Todo lo anterior no es un intento de justificar nada, tan sólo he tratado de echar una mirada a cómo funcionan estas realidades con las que me voy encontrando en nuestro viaje y cómo son sus raíces.
Fue el caso que hoy pasamos la mañana en el Inmigration Museum de Melbourne y el recorrido por el mismo me hizo reflexionar sobre algunos aspectos de la historia de este país. Si días atrás me he referido a la relación de los invasores de este país con los aborígenes espoleado por la lectura del libro de Chatwin Los trazos de la canción, hoy sería lógico hablar de un tiempo posterior en el que millones de ciudadanos procedentes, primero de países anglosajones, pero después de todo el mundo fueron conformando junto con sus primeros habitantes este país que se llama Australia, un país donde una cuarta parte de la población es inmigrante.
Le contaba esta mañana a Victoria que siendo yo niño si mi madre no se hubiera opuesto rotundamente a las ideas de mi padre probablemente habría sido muy difícil que nos hubiéramos conocido. Quizás fuera al final de la década de los cincuenta. En el barrio en que vivía, en el paseo de Extremadura, una parte importante de los vecinos proyectaron marchar a Australia a vivir. Se hablaban maravillas entonces de aquel país, de las posibilidades de hacer dinero. En el museo se veían hoy muestras de aquel esfuerzo que hacía el gobierno australiano entonces para atraer inmigrantes de todo el mundo. Nueve millones de inmigrantes desembarcaron aquí en aquellas décadas. Recuerdo borrosamente las discusiones que tuvieron mis padres en aquella época, cuando precisamente la vecina de enfrente de nuestra casa empezó a desmantelar su casa porque embarcaban rumbo a las tierras de los canguros de las que mis padres no sabían otra cosa que estaban muy lejos, tanto como que se necesitara más de un mes para llegar allí.

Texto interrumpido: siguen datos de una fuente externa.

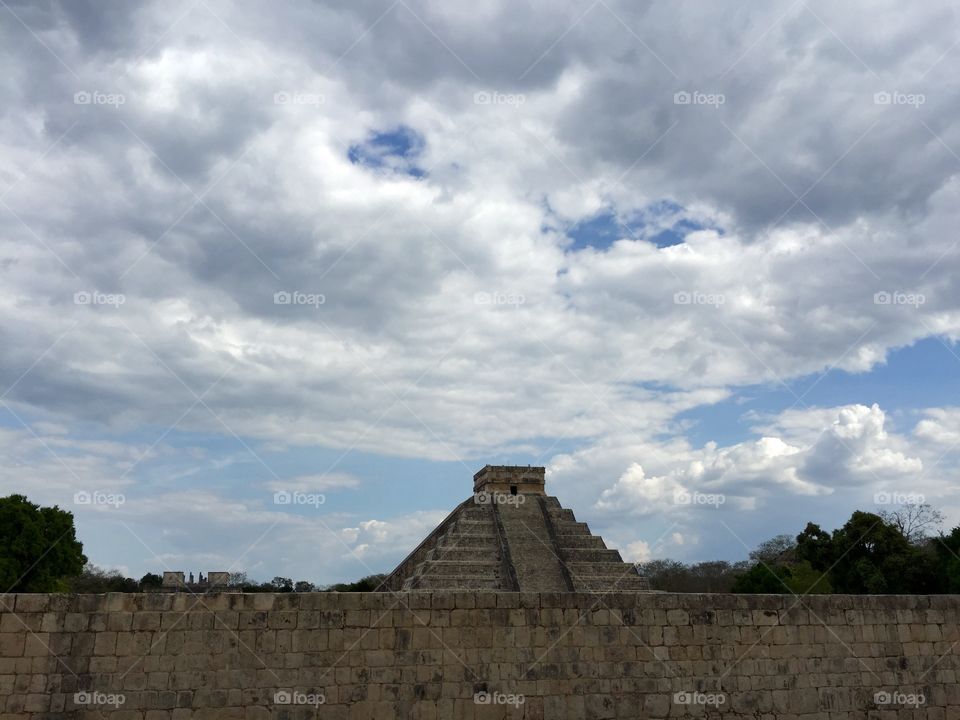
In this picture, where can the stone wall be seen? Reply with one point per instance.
(478, 655)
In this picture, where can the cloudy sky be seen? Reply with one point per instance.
(698, 259)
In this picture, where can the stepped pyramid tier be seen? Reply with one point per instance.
(511, 536)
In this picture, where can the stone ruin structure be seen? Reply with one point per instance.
(512, 536)
(175, 581)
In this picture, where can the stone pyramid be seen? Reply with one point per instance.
(512, 536)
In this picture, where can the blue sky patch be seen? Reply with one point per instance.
(661, 223)
(395, 150)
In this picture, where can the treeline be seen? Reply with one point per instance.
(40, 553)
(97, 580)
(891, 552)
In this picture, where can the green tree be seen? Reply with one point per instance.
(368, 584)
(151, 580)
(874, 557)
(946, 550)
(816, 547)
(282, 584)
(38, 547)
(94, 579)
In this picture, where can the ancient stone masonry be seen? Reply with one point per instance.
(471, 655)
(510, 608)
(511, 536)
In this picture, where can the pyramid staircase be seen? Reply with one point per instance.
(530, 544)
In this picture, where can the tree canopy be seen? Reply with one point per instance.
(39, 549)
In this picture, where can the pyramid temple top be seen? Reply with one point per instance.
(513, 479)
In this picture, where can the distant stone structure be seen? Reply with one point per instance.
(174, 581)
(512, 536)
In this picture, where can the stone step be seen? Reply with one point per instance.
(557, 514)
(590, 555)
(528, 535)
(486, 525)
(454, 582)
(566, 542)
(484, 568)
(476, 512)
(454, 540)
(464, 554)
(607, 569)
(612, 583)
(565, 527)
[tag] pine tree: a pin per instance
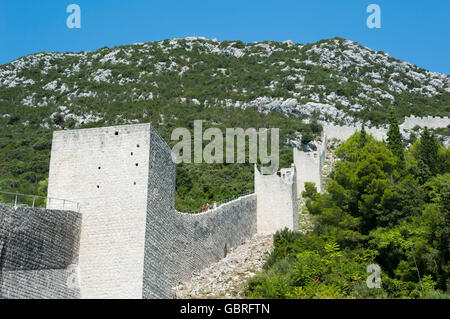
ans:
(362, 137)
(429, 151)
(394, 140)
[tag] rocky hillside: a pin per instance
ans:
(171, 83)
(336, 80)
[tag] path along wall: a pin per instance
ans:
(38, 253)
(177, 244)
(133, 243)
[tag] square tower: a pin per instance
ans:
(106, 170)
(276, 205)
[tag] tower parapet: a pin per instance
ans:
(276, 200)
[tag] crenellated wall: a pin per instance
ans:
(178, 244)
(38, 253)
(133, 242)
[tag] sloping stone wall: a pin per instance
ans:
(38, 253)
(178, 244)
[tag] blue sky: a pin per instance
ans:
(415, 31)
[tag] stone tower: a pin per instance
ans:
(276, 204)
(309, 165)
(106, 170)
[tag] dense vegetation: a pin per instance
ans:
(173, 83)
(25, 151)
(379, 208)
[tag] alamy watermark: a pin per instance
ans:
(213, 152)
(374, 20)
(74, 19)
(374, 279)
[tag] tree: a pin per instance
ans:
(429, 151)
(394, 140)
(362, 137)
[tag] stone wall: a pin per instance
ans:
(133, 242)
(276, 201)
(178, 244)
(309, 165)
(106, 171)
(38, 253)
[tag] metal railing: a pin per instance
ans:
(17, 199)
(219, 203)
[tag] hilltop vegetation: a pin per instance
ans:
(379, 208)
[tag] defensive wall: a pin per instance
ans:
(309, 165)
(276, 200)
(133, 243)
(38, 253)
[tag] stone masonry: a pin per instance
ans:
(38, 253)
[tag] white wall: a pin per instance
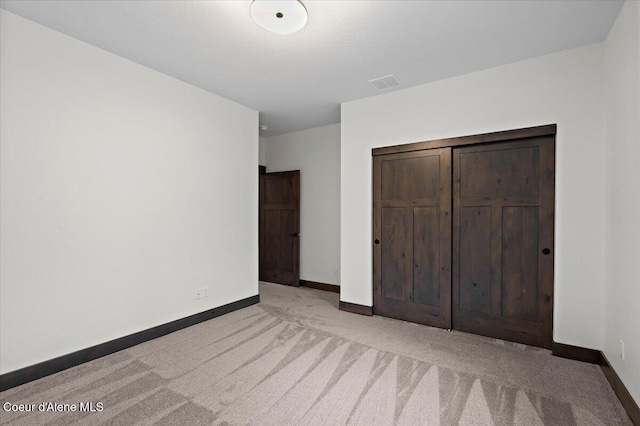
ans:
(316, 153)
(122, 189)
(563, 88)
(622, 118)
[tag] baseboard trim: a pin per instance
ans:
(55, 365)
(594, 356)
(354, 308)
(621, 391)
(577, 353)
(320, 286)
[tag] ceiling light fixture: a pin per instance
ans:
(279, 16)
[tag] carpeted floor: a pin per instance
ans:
(295, 359)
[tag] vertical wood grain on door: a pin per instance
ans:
(412, 236)
(503, 204)
(280, 227)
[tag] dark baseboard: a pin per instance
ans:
(577, 353)
(52, 366)
(594, 356)
(320, 286)
(621, 391)
(356, 309)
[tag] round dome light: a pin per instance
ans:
(279, 16)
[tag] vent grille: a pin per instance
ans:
(386, 82)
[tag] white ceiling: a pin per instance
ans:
(298, 81)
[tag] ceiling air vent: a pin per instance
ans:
(386, 82)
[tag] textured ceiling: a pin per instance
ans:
(298, 81)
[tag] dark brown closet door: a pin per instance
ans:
(280, 227)
(503, 202)
(412, 236)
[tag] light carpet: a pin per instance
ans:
(295, 359)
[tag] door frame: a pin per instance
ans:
(485, 138)
(295, 175)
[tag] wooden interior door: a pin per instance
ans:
(280, 227)
(503, 215)
(412, 236)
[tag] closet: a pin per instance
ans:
(463, 233)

Me alegro de que mi madre se negara a cambiar su Madrid por este lejano país. Vivo en un país tan encantador, tan bello, sí, aunque esté tan lleno de chorizos, que no lo hubiera cambiado por otro del mundo. Lo he dicho muchas veces, me gusta viajar y patear caminos de todo el mundo, pero si en conjunto tuviera que elegir el país que más me gusta, sin duda que seguiría diciendo que España (aunque si por mí fuera me cargaría todas las urbanizaciones y chalets de la costa mediterránea. No sólo chorizos, también esos cabronazos que destrozaron medio país a base de cemento). Este lejanas tierras, siento decirlo, Nueva Zelanda es otra cosa, no parece tener grandes atractivos. Después de que cumplamos los casi diez mil kilómetros de nuestra ruta lo podré confirmar, pero hasta ahora bien, pero acaso, quizás, no creo que merezca la pena volar tantísimas horas hasta aquí mientras queden tantos bellos países por el camino antes de aterrizar definitivamente en Australia.